16 juni 2022

Aandacht voor cosmetische effecten van borstsparende operatie

Angelique Brands

Borstkanker is de meest voorkomende vorm van kanker bij vrouwen. In Nederland wordt jaarlijks bij ca. 15.000 vrouwen de diagnose borstkanker gesteld. Een borstsparende operatie, gevolgd door radiotherapie is de laatste jaren een veelgebruikte behandeling voor patiënten met borstkanker of een voorstadium hiervan. Ondanks het behoud van de borst, kan deze toch vervormen door de behandeling. Aandacht voor de cosmetische gevolgen van een borstsparende operatie is belangrijk. Verpleegkundig Specialist Angelique Brands laat in haar promotieonderzoek zien dat er verbetermogelijkheden zijn in de voorlichting en begeleiding op mogelijke cosmetische gevolgen van een borstsparende behandeling voor patiënten met borstkanker. 

Angelique Brands is verpleegkundig specialist binnen met oncologisch centrum van Máxima MC en begeleidt borstkankerpatiënten tijdens de ziekte en behandeling. Brands richtte zich tijdens haar onderzoek op de verbetering van voorlichting, begeleiding, behandeling en nazorg op mogelijke cosmetische gevolgen bij patiënten die een borstsparende behandeling ondergaan voor borstkanker.

De kracht van het promotieonderzoek van Brands is de patiëntgerichte benadering. “Deze studie biedt een eerste evaluatie van de factoren die belangrijk worden geacht door de patiënt zelf voor het beoordelen van het cosmetische resultaat en het lichaamsbeeld na een borstsparende operatie”, aldus Brands. Het onderzoek laat zien dat patiënten andere items, dan in de bestaande meetinstrumenten, belangrijker vinden om de cosmetische uitkomst na de behandeling te beoordelen.

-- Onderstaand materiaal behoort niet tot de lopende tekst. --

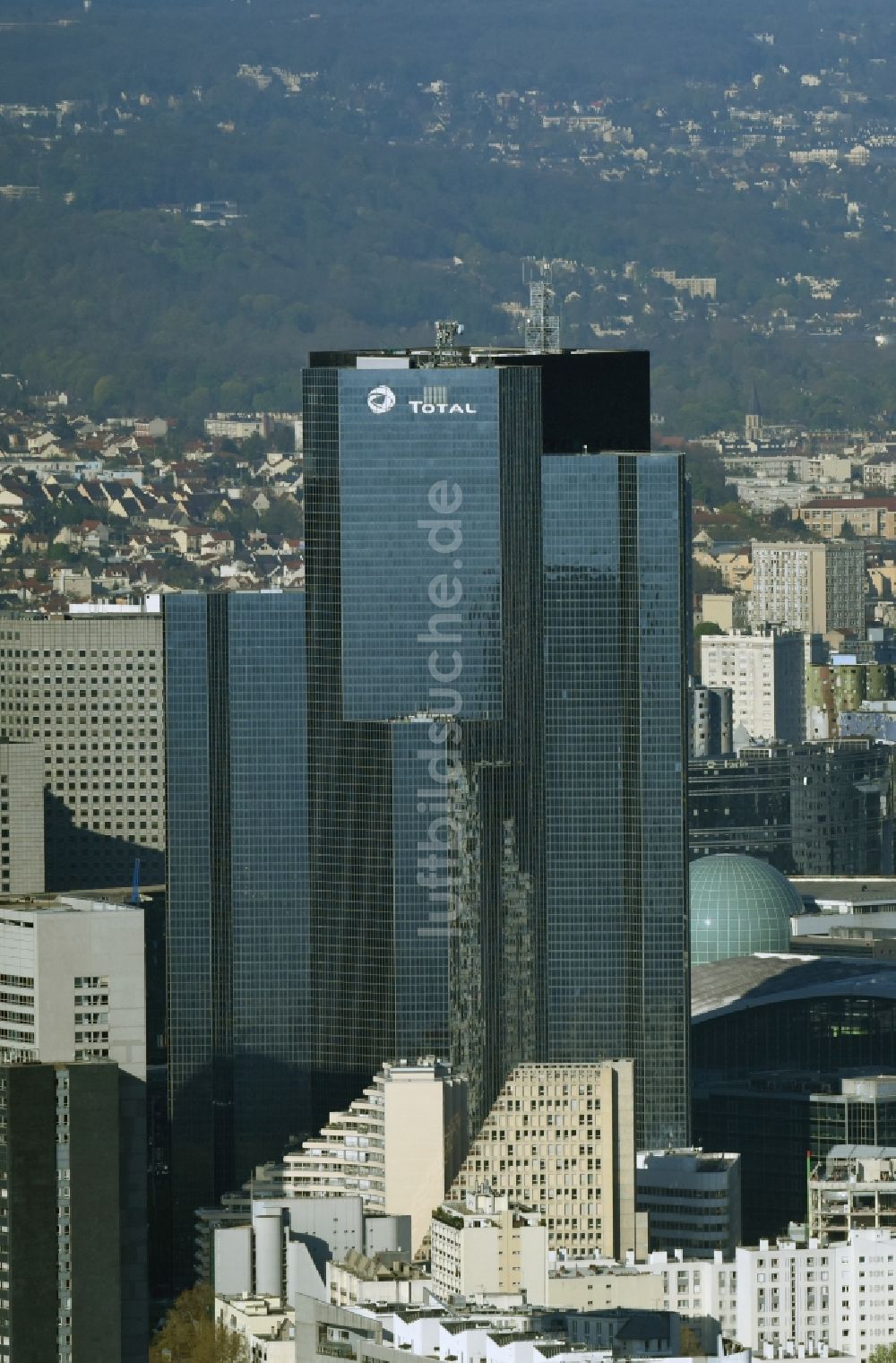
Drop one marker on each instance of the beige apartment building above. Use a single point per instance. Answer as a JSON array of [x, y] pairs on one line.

Risicofactoren cosmetische uitkomst borstsparende behandeling

De introductie van de borstsparende behandeling heeft geleid tot een minder agressieve behandelstrategie, met net zo’n goede resultaten als een borstamputatie. Doelen van een borstsparende operatie is optimale lokale tumorcontrole en een goed cosmetisch resultaat. Echter kan het ook leiden tot vervorming van de behandelde borst met als gevolg ontevredenheid bij de patiënt. Uit analyses blijkt dat er een aantal risicofactoren zijn, die voorspellend zijn voor een slechtere cosmetische uitkomst. Daarom is het belangrijk om naast het bijhouden van oncologische uitkomsten ook de cosmetische uitkomst na een borstsparende behandeling bij te houden, gezien de ontwikkelingen op het gebied van chirurgie, radio- en systeemtherapie.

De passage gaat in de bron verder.